Mises Wire

"Man alone is an end unto himself."

November 7 marks the 1913 birth of Albert Camus, 1957 winner of the Nobel Prize in Literature for work that "illuminates the problems of the human conscience in our times." Those times were ones where the specter of tyranny loomed large during World War II and its aftermath, until his accidental death in 1960.

While best known as an existentialist and absurdist, his Nobel lecture highlighted why his insights are valuable to those devoted to liberty. Camus said the writer "cannot put himself today in the service of those who make history; he is at the service of those who suffer it." On their behalf, "the two tasks that constitute the greatness of [the writer's] craft [are]the service of truth and the service of liberty…rooted in two commitments, difficult to maintain: the refusal to lie about what one knows and the resistance to oppression." To commemorate his birthday this Saturday, his defense of liberty against tyranny merits remembering.

"In the twentieth century power wears the mask of tragedy."

"The tyrannies of today…no longer admit of silence or neutrality. One has to take a stand, be either for or against…I am against."

"The real passion of the twentieth century is servitude."

"By definition, a government has no conscience. Sometimes it has a policy, but nothing more."

"Totalitarian tyranny is no based on the virtues of the totalitarians. It is based on the mistakes of the liberals."

The principles which men give to themselves end by overwhelming their noblest intentions."

"The welfare of the people…has always been the alibi of tyrants…giving the servants of tyranny a good conscience."

"[P]olitical utopias justified in advance any enterprises whatever."

"All modern revolutions have ended in a reinforcement of the power of the State."

"Absolute domination by the law does not represent liberty."

"The only conception of freedom I can have is that of the prisoner or the individual in the midst of the state. The only one I know is freedom of thought and action."

"I should like to be able to love my country and still love justice."

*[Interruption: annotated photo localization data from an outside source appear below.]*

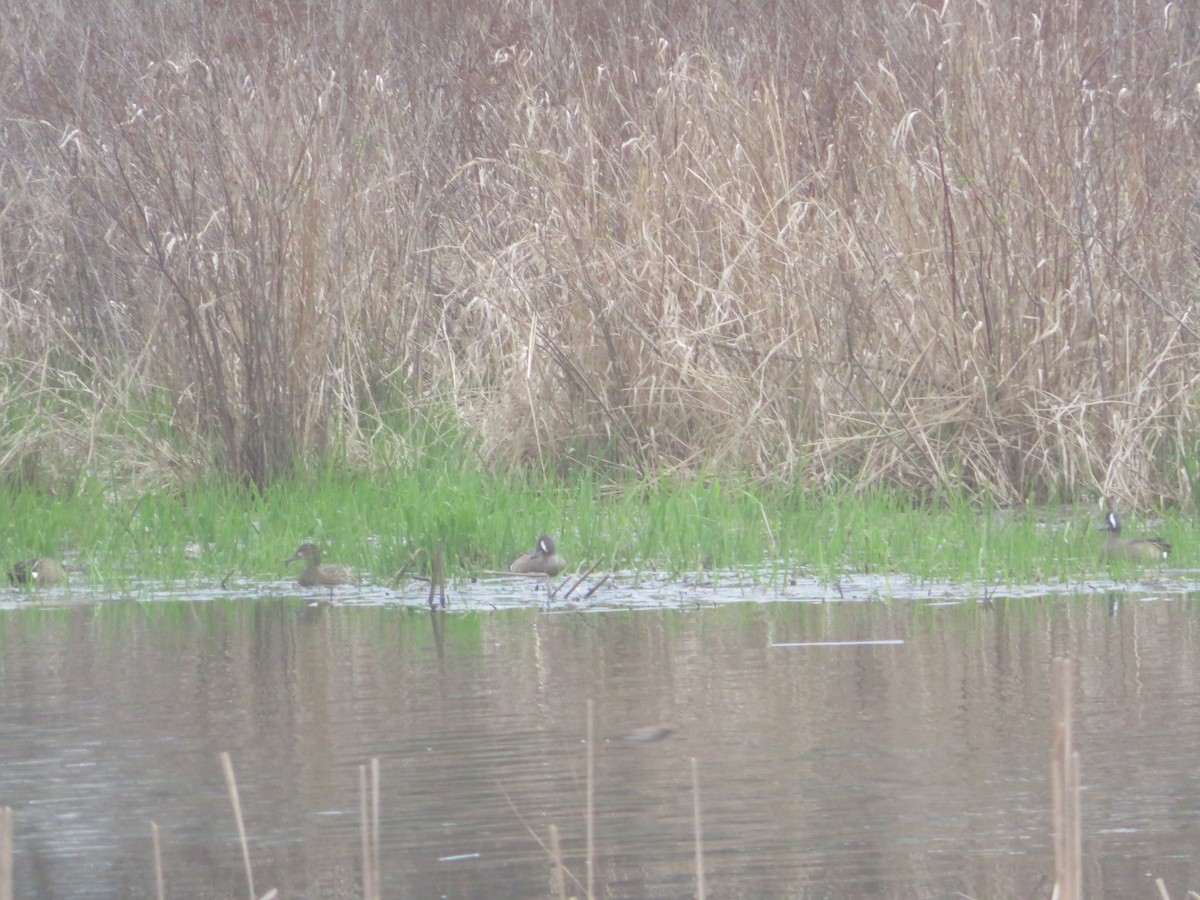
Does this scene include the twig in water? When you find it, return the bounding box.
[219,751,259,900]
[151,821,165,900]
[562,556,607,602]
[582,574,610,601]
[496,785,584,896]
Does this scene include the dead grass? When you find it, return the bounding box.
[1,0,1198,503]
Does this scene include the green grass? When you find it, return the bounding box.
[1,444,1189,592]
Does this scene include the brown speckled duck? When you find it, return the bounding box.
[1098,510,1171,562]
[7,557,68,587]
[285,543,358,587]
[509,535,566,577]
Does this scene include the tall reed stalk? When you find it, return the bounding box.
[220,751,259,900]
[151,821,165,900]
[0,806,12,900]
[1051,657,1081,900]
[692,758,706,900]
[359,758,381,900]
[585,698,595,900]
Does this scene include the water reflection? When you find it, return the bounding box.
[0,588,1198,897]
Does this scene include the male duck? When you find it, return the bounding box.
[509,535,566,577]
[7,557,68,587]
[1098,510,1171,562]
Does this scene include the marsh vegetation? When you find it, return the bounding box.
[2,0,1198,511]
[0,462,1187,593]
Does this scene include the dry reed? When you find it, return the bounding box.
[151,821,165,900]
[1,0,1198,503]
[430,544,446,609]
[691,757,706,900]
[0,806,11,900]
[358,758,381,900]
[1051,657,1081,900]
[219,751,259,900]
[1154,878,1200,900]
[500,786,586,898]
[585,697,595,900]
[548,823,567,900]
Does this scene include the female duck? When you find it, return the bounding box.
[285,543,358,587]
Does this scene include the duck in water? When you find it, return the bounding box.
[285,543,358,587]
[7,557,68,587]
[509,535,566,577]
[1098,510,1171,562]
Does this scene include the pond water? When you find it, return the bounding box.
[1,572,1199,898]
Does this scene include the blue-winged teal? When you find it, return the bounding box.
[285,543,358,587]
[7,557,67,587]
[1098,510,1171,562]
[509,535,566,577]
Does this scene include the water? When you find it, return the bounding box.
[1,574,1198,898]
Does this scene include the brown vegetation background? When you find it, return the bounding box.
[1,0,1198,503]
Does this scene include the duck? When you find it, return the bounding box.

"Freedom is not a gift received from the State or leader, but a possession to be won every day…"

"Freedom is not a reward or a decoration that is celebrated with champagne…It's a long distance race, quite solitary and very exhausting."

"Freedom is nothing else but a chance to get better, whereas enslavement is a certainty of the worse."

"Liberty ultimately seems to me, for societies and for individuals… the supreme good that governs all others."

"Instead of killing and dying in order to produce the being that we are not, we have to live and let live in order to create what we are."

"The aim of art, the aim of a life can only be to increase the sum of freedom and responsibility to be found in every man and in the world. It cannot, under any circumstances, be to reduce or suppress that freedom … "

"The current motto for all of us can only be this: without giving up anything on the plane of justice, yield nothing on the plane of freedom."

"More and more, when faced with the world of men, the only reaction is one of individualism. Man alone is an end unto himself. Everything one tries to do for the common good ends in failure."

Albert Camus wrote when "the barricades of freedom have once more been thrown up. Once more justice must be bought with the blood of men." The crucial importance of defending liberty against tyranny was clear then. But unfortunately, many have forgotten that essential recognition, despite the web of softer tyrannies that increasingly surround us. That keeps Camus' insights, particularly that liberty is "the supreme good that governs all others," both valuable and powerful today, a half century after he wrote.